In this first episode of the podcast, I talk about how our thoughts influence our emotions. This principle was discovered—or rediscovered—by American psychologists and pioneers of the cognitive model, Albert Ellis and Aaron Beck. They were drawing on ancient wisdom, such as that of Greek philosopher Epictetus, who wrote in his philosophical manual, the Enchiridion:

“What disturbs men’s minds is not events but their judgements on events”

(Epictetus, The Enchiridion, c. 135 A.D.)

Going back even further, Buddhism’s sacred scripture, the Dhammapada, start with these words:

“All that we are is the result of what we have thought: it is founded on our thoughts; it is made up of our thoughts.”

Opening lines of the Dhammapada (c. 500 B.C.E., trans. F. Max Müller)

Today, cognitive-behavior therapy posits that:

  1. We feel the way we think
  2. When we feel depressed/angry/anxious, the thoughts that create those difficult emotions are distorted
  3. You can change the way the way you feel by changing the way you think

Albert Ellis noticed the following set of beliefs in North American culture (if you are not from North America, don’t worry—those beliefs are very human and tend to be generously spread around the world):

  1. It is a dire necessity for adults to be loved by significant others for almost everything they do
  2. Certain acts are awful or wicked, and that people who perform such acts should be severely damned
  3. It is horrible when things are not the way we like them to be
  4. Human misery is invariably externally caused and is forced on us by outside people and events
  5. If something is or may be dangerous or fearsome we should be terribly upset and endlessly obsess about it
  6. It is easier to avoid than to face life difficulties and self-responsibilities
  7. We absolutely need something other or stronger or greater than ourselves on which to rely
  8. We should be thoroughly competent, intelligent, and achieving in all possible respects
  9. Because something once strongly affected our life, it should indefinitely affect it
  10. We must have certain and perfect control over things
  11. Human happiness can be achieved by inertia and inaction
  12. We have virtually no control over our emotions and that we cannot help feeling disturbed about things

Aaron Beck researched the thought content of depressed people, and found that his patients reported:

  • Low self-esteem and feelings of inferiority
  • Sense of deprivation or aloneness
  • Self-criticism or self-blame
  • Magnifying their problems
  • Speaking to themselves in terms of “shoulds” and “musts”
  • Wanting to escape their unsolvable problems, sometimes through suicide

(Aaron T. Beck. “Thinking and Depression: I. Idiosyncratic Content and Cognitive Distortions.” Arch Gen Psychiatry. 1963;9(4):324–333)

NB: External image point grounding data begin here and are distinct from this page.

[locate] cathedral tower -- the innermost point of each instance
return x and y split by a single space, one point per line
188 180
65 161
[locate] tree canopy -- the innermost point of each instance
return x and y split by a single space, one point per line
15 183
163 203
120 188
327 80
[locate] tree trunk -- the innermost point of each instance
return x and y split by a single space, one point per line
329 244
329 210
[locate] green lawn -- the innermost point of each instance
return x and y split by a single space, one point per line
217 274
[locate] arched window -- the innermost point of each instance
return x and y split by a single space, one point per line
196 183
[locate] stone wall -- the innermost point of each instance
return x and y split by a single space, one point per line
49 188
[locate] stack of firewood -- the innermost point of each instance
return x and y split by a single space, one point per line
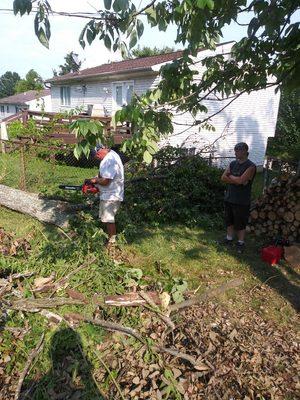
277 213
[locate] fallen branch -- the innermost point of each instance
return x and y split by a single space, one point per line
35 305
49 211
111 326
176 353
109 374
131 299
208 294
31 357
21 275
155 309
63 281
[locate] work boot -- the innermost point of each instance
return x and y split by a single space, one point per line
240 247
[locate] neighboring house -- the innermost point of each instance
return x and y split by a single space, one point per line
250 118
33 100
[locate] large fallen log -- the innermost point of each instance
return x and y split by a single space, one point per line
50 211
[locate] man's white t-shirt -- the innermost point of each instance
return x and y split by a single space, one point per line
111 167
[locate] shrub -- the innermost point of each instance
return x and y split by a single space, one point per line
181 190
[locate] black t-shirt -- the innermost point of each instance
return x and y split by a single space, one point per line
239 194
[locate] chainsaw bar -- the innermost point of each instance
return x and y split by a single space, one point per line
71 187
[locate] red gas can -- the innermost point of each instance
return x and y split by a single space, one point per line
271 254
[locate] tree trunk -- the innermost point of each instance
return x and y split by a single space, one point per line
50 211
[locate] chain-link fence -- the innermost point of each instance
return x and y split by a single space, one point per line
41 168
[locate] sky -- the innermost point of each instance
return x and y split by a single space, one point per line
21 50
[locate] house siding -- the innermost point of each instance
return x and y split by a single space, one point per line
44 103
97 93
250 118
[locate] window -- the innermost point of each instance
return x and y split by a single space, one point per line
122 94
65 95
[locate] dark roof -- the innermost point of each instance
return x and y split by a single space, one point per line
120 66
21 98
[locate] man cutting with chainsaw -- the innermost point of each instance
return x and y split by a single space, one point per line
111 184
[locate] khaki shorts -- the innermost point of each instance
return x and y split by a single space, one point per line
108 210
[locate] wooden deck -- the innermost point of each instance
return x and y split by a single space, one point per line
58 125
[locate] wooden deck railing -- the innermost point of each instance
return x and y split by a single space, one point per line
59 125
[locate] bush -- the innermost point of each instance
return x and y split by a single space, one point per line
181 190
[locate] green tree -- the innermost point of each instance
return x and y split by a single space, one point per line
146 51
286 143
268 55
32 81
7 83
72 64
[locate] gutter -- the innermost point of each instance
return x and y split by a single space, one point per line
103 75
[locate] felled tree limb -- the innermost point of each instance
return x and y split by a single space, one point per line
35 305
111 326
155 309
176 353
131 299
31 357
208 294
21 275
64 280
49 211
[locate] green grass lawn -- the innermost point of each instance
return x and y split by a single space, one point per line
40 176
168 255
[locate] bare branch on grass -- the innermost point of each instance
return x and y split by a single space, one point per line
207 295
31 357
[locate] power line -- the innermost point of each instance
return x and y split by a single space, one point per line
89 15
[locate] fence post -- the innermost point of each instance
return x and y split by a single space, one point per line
3 136
266 174
24 116
22 183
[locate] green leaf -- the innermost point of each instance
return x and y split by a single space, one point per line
107 4
107 42
147 157
77 151
133 39
139 28
81 37
201 4
90 34
210 4
43 38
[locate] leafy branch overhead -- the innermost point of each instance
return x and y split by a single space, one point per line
267 55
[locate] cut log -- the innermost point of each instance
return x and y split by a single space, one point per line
48 211
131 299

Types of Irrational Beliefs:

  1. Core Beliefs (or Schemas) — serve as a basis for screening, categorizing, and interpreting experiences.
  2. Conditional Assumptions — beliefs that shape your response to experiences and situations. Conditional assumptions that focus specifically on ways of influencing others become interpersonal strategies.
  3. Automatic Thoughts — spontaneously flow through our mind in the moment.

Practice

In the following handout you will see that it is divided into 4 columns. In the first column, note what is the situation where you are feeling discomfort; for example, “Hanging up the phone after talking to mom.” In the second column, write down the thoughts that come up; e.g. “I need her to love me.” In the third column, check the box that corresponds to the type of thought, as I described earlier, e.g. Automatic Thought, if the thought is a spontaneous reaction to the situation, Conditional Assumption, if represents your interpersonal strategy, or Core Belief, if that’s one of your basic assumptions about yourself, others or the world. Finally, in the fourth column write down how that thought might be distorted.